Ryan Burke is a New York-based photographer and make-up artist whose work ranges from freelancing for various clients to portraiture of himself and other artists in the community.
Hailing from rural Virginia, Burke has been influenced and shaped by his experiences with artists, drag queens and other colorful people throughout his time in both NYC and Los Angeles. He attempts to create characters that push the boundaries of art and fashion in a way that allows him to connect with friends and strangers through a celebration of personal expression.
The Huffington Post recently caught up with Burke to discuss his work as a make-up artist and photographer, his self-portrait "Character" series, and the way queer identity plays into his work.
View a slideshow of Burke's character series below.
The Huffington Post: How would you describe your work?
Ryan Burke: My self-portraits are a documentation of my life. I am also a makeup artist and I started photographing my looks before going out as as way of preserving my work. When you spend three to eight hours putting together your face and outfit, an iPhone picture just doesn't seem like enough. My aesthetic is derived from abstraction, geometry, androgyny and sophistication.
Do you have complete control over the photos or is any aspect of the work a collaboration?
I have complete agency over all my self-portraits but I draw inspiration from my friends and occasionally style icons such as Dovima, the 1950s supermodel. My roommate, Domonique Echeverria, is a designer and often helps me brainstorm particular aesthetics for my outfits while I create all the headpieces and makeup I wear.
Where do you find inspiration for your characters?

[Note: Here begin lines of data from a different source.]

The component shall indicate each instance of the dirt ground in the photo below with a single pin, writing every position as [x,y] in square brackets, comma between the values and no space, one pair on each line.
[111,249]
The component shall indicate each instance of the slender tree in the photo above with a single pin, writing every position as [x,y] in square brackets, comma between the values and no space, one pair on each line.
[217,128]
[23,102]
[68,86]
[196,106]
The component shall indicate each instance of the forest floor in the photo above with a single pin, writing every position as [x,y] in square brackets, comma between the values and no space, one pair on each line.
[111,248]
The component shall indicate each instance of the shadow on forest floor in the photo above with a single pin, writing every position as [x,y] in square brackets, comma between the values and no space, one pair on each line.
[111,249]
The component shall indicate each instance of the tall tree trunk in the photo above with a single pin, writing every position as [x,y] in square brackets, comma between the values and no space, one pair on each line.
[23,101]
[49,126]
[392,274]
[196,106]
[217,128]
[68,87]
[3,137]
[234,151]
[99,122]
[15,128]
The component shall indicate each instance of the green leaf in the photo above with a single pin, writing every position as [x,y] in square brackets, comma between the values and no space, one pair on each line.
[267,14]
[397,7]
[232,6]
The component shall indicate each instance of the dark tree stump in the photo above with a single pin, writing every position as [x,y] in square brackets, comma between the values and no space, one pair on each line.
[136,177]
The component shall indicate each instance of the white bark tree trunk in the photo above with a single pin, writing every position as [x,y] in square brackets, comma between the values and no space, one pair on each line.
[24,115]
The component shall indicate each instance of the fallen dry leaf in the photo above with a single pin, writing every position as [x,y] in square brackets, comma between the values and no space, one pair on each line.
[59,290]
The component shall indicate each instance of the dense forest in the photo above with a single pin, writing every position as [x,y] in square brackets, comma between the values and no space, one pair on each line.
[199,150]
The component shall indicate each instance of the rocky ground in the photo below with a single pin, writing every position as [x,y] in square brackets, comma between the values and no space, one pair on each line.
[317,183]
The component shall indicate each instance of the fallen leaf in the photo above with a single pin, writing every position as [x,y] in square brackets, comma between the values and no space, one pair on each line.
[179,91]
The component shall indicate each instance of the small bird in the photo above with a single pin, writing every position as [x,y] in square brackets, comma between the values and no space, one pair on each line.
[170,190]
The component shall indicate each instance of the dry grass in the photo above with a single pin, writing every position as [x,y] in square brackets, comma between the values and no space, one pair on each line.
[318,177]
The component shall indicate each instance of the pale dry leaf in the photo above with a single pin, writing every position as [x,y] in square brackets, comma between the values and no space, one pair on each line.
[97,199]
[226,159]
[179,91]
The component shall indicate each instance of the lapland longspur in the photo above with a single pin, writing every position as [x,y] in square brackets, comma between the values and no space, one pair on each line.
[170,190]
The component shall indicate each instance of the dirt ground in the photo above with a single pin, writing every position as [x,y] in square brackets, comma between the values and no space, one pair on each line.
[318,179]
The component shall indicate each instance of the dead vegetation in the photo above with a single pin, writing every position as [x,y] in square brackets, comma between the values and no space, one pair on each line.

Being a photographer, I have a very voyeuristic approach to my aesthetic. I am also very introverted and naturally tend to be a wallflower which allows me to catch details that others may not see. I sort of exist in my own world and as I walk around the city or visit with my friends, I am inspired by objects or color combinations which I then turn into characters or design ideas. I also rarely have an entire concept planned when I start getting ready. I don't ever want to feel trapped or forced to do anything; it is important to let things happen organically and have creative freedom.
Is there any kind of queer component to your work? If so, how does this guide or influence your characters or photos?
While I do belong to the queer community, my aesthetics are universal and not limited to just the gay audience. I have no particular guide or agenda to my work and while I may derive elements from queer culture, such as drag queens, I do not see myself being a gay artist as a distinction.
Where has your photography been featured?
I currently have a show at Strange Loop gallery in the Lower East Side. I also have photographed a large amount of New York and L.A.-based artists and performers who use my images for promotional purposes and press.
What do you hope that the work you produce accomplishes? That is, is there a any kind of larger meaning or commentary behind your characters?
In addition to being documentary, my self-portraits are a way for me to connect with my friends and with strangers. I feel that is important to celebrate personal expression. Many people tell me that I inspire them and to me this is just a wonderful exchange of energy from the people who have inspired and encouraged me.